From the summary statistics, we can see that in both data sets, the p value for the slope is significantly small, which is less than the \(\alpha = 0.05\) threshold. Also, the slope is 9.75 and 9.49, which are greatly differ from 0. Therefore, we can to reject the null hypothesis for both data sets, there is a statistically significant linear relationship between X and Y.
Also, from this simulation, we can see some patterns when the sample size increase and when error term variance increase. See the image below:
When sample size increases, the estimates of the coefficients get more precise, and the standard erros are smaller. T value will get larger and p value will get lower. Higher t value means that the coefficients are more likely to be statistically significant, and lower p-value makes us likely to reject the null hypothesis. On the other hand, when the error term variance increases, the variability in the response variable increases, and we see higher standard errors. The t value will decrease and p value will increase, which means the coefficient will be less likely significant.
e) What about the MSE from each model?
Again, from the table above, we can see that:
When sample size increases, the MSE does not change much while the error variance is the same. However, when the error variance increases, the MSE will also increase, which makes the residuals larger. So with error variance increase, we may see a worse fit of the data.
a) What are the bias and variance of the OLS estimates \(\hat{\beta_0}\) and \(\hat{\beta_1}\)?
The OLS estimates are unbiased, the expected value are equal to the true parameters.
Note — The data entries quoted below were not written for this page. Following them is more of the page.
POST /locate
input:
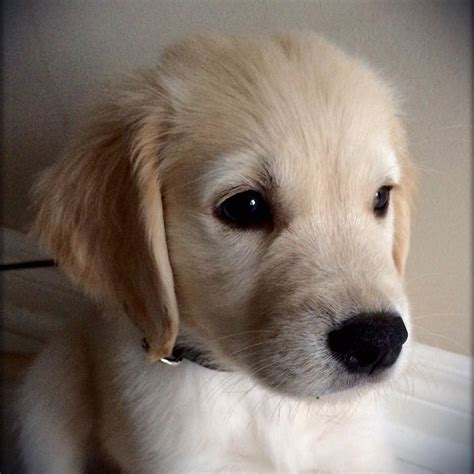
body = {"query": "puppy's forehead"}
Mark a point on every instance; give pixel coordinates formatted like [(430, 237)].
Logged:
[(293, 105)]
So, Bias of \(\hat{\beta_0}\): \(E(\hat{\beta_0}) = \beta_0\), and Bias of \(\hat{\beta_1}\): \(E(\hat{\beta_1}) = \beta_1\).
\(\hat{\beta_0} = \sum_{i=1}^n aiYi\),
\(Var(\hat{\beta_0}) = Var(\sum_{i=1}^n aiYi) = \sigma^2 (1/n + \bar{x^2}/S_{xx})\), where \(S_{xx}\) is the total sum of squared deviations of x from its mean.
\(\hat{\beta_1} = \sum_{i=1}^n wiYi\),
\(Var(\hat{\beta_1}) = Var(\sum_{i=1}^n wiYi) = \sigma^2 /S_{xx})\), where \(S_{xx}\) is the total sum of squared deviations of x from its mean.
b) What do you expect to happen to the variances of the OLS estimates of \(\beta_0\) and \(\beta_1\) when the sample size n increases? What do you expect when the error variance \(\sigma^2\) increases?
When the sample size increases, the estimates of the coefficients get more precise and less influenced by random variability, meaning the variances of both \(\beta_0\) and \(\beta_1\) decrease.
When thee error variance increases, the variability in the \(\beta_0\) and \(\beta_1\) increase. Because larger \(\sigma^2\) cause more noise and random variability. With \(\beta_0\) and \(\beta_1\) increasing, make the estimate less precise.
c) What is the bias of the model’s MSE? What about the ML estimate of σ^2? What is the difference between these two estimates of σ^2? Why do we use MSE instead of the ML estimate?
The ML estimation \(\hat{\sigma_{MLE}^2} = 1/n\sum_{i=1}^n e_{i}^2\), which is a biased estimate. We use the adjusted estimate of \(\hat{\sigma^2} = 1/(n-2)\sum_{i=1}^n e_{i}^2\) to represent MSE. Where the 2 is that with simple linear regression, we have two variables.
The difference is that MLE divides by n and MSE divides by n-p, where p is the number of parameters estimated, which will be 2 in simple linear regression. MSE accounts for the degrees of freedom where MLE does not.
We would choose adjusted MSE is because, first, it is less biased, and because it accounts for the degree of freedom, it won’t underestimate the true variance.